Data json is a way for you to feed data
easily into the dasha AI as a
service, neural networks, which then
are trained, and in ongoing conversations, they're trained
over and over and recognize
a variety of phrases which may include these words,
or which may not even sound exactly like these words,
but which have been identified to carry
the same weight of meaning as these words
do. So once
the digression is activated in this case,
we ask to confirm the action, and then
the user can either choose to continue to confirm
with the intent of yes, that they want to indeed,
in this case ignore the incident, or to say no,
in which case they will be moved over to node waiting,
where Dasha says that she will wait for additional instructions
from the user.
Finally, what I want to show you is
how we are identifying named
entities when we're checking for status from external
services. So these,
this digression status is activated on two conditions.
One is that the message has to have intent status,
and the other that the message has to carry some data,
specifically status entity. What is
status entity? It's a named entity
where it has a number of values.
It's not an open set of data it's
a closed set, which means that only these
values will be identified. For example, if this
was an open set, then dasha might substitute
any number of words which
are placed in the proper position by the user.
But in this case we're looking to identify some very specific
services. So Kubernetes, TLS and
health check and here are the instructions
provided to the neural network when
the message has intent status and data
status entity. These are the types of phrases that the user
might say. What is the status of kubernetes cluster?
What's the status of Kubernetes and TLS? Tell me
about the status, or give me an update on the status of
this or such and the other in the
course of the conversation. This is how
we got to basically
check the status of these things. We call up an external
service and the service returns
the status to us. In the case of going
back to we looked at the digression for ignore, but let's
look at the digression for resolve. For example
the same workflow.
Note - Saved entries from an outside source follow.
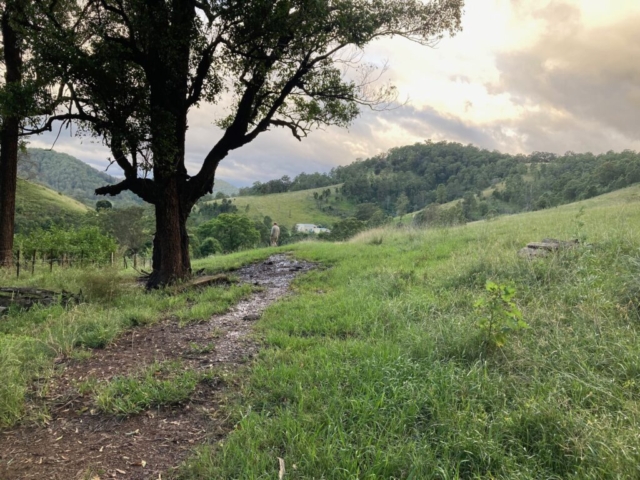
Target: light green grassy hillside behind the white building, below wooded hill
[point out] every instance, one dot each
(297, 207)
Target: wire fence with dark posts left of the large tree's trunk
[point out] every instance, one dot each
(39, 262)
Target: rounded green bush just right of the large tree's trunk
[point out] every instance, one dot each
(234, 232)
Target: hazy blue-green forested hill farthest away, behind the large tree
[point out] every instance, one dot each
(76, 179)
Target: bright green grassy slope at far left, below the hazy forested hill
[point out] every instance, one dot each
(37, 205)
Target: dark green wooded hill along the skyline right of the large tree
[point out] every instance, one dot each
(407, 179)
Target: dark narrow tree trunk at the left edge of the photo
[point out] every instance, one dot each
(9, 142)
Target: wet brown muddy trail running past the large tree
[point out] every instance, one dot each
(80, 442)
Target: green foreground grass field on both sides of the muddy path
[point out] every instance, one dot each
(376, 367)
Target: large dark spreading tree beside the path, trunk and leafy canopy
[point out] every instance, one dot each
(138, 67)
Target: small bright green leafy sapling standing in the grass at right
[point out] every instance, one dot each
(498, 314)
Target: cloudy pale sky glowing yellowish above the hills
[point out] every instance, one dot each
(522, 76)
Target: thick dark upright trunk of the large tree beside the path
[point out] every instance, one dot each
(168, 74)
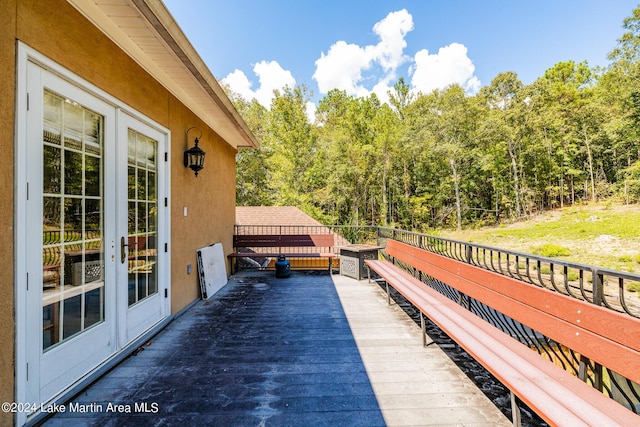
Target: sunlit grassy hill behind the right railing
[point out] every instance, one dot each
(602, 234)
If the digression gets
called up,
the Dasha app asks to confirm that
the incident is ready to be resolved, and if it
is confirmed, it calls up the external function resolve.
Here it is in our
code resolve.
It checks whether the incident id is null, and if
it's not, it authorizes
with the bearer API
token and it sends
an HTTPs post request with the
incident id instructing better uptime to resolve
the incident, after which the
Dasha tells the user that the incident
has been resolved. Take care and goodbye.
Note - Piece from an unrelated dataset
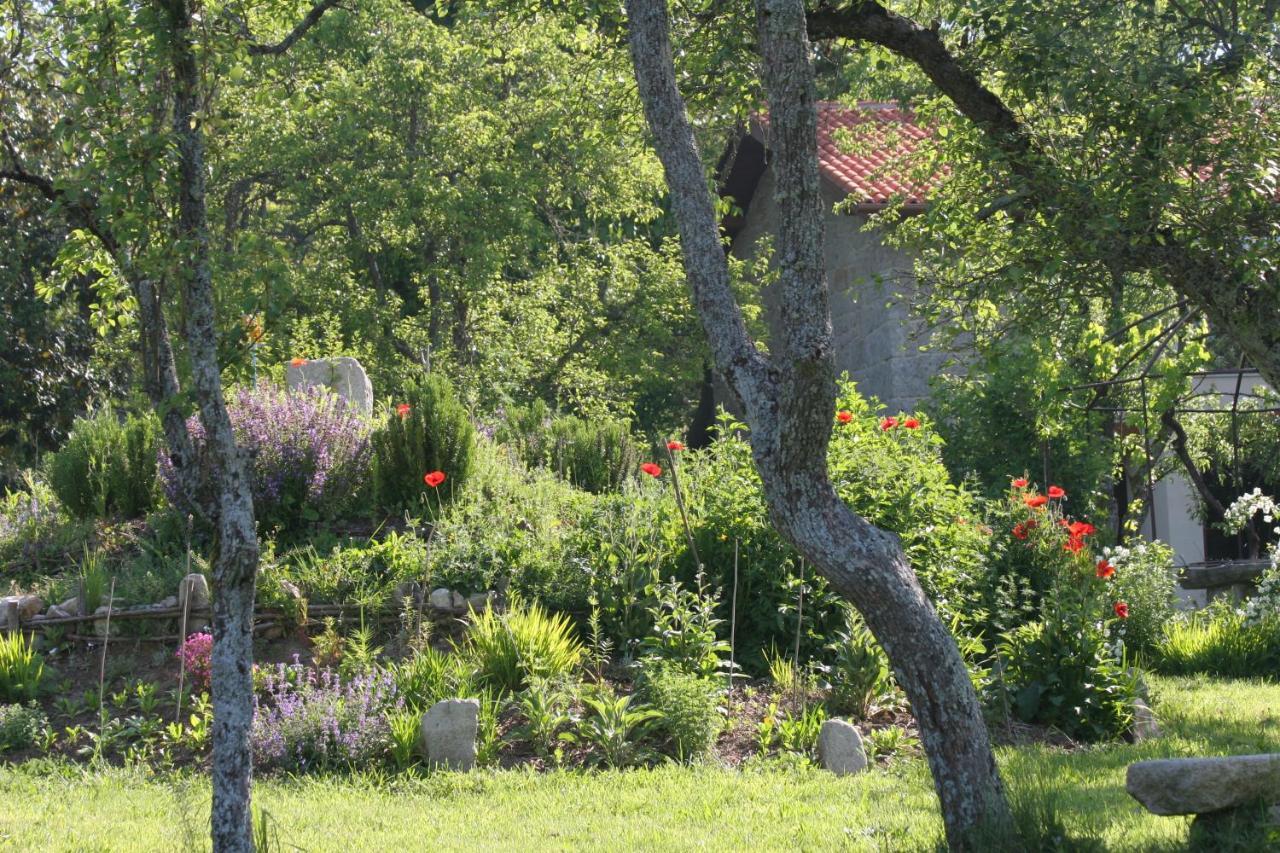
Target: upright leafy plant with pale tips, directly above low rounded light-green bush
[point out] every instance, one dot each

By the same token, you could literally do
any type of activities that you
right now do manually with a Dasha app that's
tailored to your specific needs.
So to put into perspective how
easy it is to build with. Took me probably
around five or 6
hours to build this entire thing and
I'm not a very experienced software engineer,
and I hate to be the person who
says it's that easy, but it's really that
easy to build your own
apps to make your site
reliability engineering workflow even more efficient.
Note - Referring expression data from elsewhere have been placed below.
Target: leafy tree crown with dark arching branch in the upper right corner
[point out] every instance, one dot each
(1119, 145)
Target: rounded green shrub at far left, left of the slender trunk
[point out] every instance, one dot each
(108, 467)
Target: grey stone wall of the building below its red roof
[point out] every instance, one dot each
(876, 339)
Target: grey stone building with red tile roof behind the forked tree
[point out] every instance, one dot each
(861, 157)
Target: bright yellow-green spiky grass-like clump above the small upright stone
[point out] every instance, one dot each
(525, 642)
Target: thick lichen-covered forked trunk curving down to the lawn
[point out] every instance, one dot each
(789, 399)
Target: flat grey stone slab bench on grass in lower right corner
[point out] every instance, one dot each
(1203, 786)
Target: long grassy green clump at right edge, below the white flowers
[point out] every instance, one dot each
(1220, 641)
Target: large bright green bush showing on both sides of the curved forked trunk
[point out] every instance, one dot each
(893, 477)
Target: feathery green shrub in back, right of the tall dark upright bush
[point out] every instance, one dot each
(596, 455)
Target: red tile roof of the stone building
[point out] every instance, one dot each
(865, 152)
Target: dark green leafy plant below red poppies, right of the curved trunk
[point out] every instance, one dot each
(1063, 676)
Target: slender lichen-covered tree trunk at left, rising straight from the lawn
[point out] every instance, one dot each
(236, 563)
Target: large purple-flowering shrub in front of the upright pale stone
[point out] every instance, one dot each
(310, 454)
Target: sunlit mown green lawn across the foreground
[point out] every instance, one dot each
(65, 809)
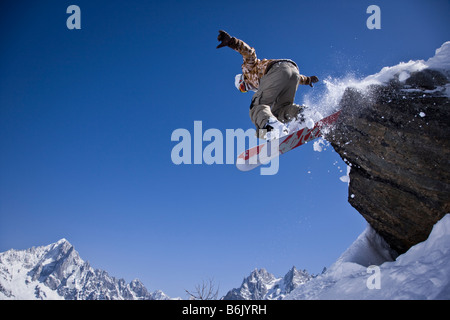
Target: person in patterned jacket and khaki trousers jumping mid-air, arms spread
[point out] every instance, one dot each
(275, 83)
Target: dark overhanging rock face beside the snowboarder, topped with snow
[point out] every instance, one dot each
(396, 138)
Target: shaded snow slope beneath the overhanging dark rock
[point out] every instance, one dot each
(423, 272)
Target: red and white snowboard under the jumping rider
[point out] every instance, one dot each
(264, 153)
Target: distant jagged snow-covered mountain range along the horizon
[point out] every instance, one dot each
(57, 272)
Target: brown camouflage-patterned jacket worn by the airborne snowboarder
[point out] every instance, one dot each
(253, 68)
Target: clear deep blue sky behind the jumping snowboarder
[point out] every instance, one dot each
(86, 118)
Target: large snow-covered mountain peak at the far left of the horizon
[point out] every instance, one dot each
(56, 271)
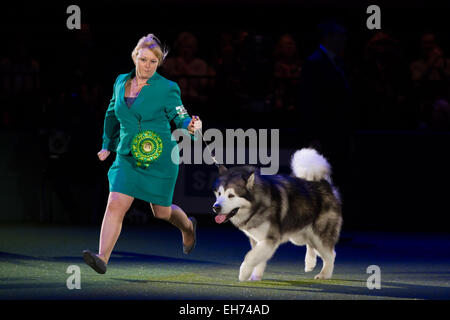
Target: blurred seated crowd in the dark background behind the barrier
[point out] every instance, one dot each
(246, 73)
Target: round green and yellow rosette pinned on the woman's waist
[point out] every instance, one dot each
(146, 147)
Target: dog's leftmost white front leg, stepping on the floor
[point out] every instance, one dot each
(260, 253)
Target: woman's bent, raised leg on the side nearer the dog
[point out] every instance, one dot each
(176, 216)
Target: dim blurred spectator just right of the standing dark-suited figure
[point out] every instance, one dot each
(384, 85)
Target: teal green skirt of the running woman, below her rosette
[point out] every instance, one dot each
(154, 184)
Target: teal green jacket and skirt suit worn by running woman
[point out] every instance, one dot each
(157, 104)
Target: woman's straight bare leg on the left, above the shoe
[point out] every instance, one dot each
(118, 205)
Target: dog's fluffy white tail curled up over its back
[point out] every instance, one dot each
(308, 164)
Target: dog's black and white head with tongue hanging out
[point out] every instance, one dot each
(233, 190)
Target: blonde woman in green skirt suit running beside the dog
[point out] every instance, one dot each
(137, 127)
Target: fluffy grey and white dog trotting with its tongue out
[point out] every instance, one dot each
(303, 208)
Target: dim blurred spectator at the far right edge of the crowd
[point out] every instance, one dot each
(431, 76)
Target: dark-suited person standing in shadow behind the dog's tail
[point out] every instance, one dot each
(325, 106)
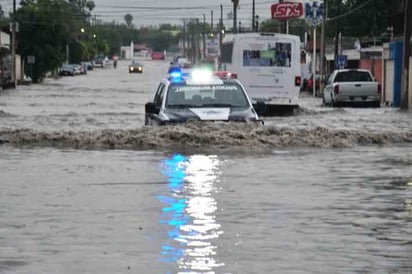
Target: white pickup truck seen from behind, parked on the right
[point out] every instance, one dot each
(352, 87)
The source code to this application will be attached below
to the YouTube description and if
you go to the GitHub you will find in the readme a bit of a
tutorial on how to actually put all these into action,
and it will also be up on the
Conf 42 website for you to review,
to download, to use, and to build out
your own applications running on top of it.
I hope this was exciting for you, as exciting for you
to watch as it was for me to create and
good luck making your site reliability workflows
ever more efficient. Thanks, everybody.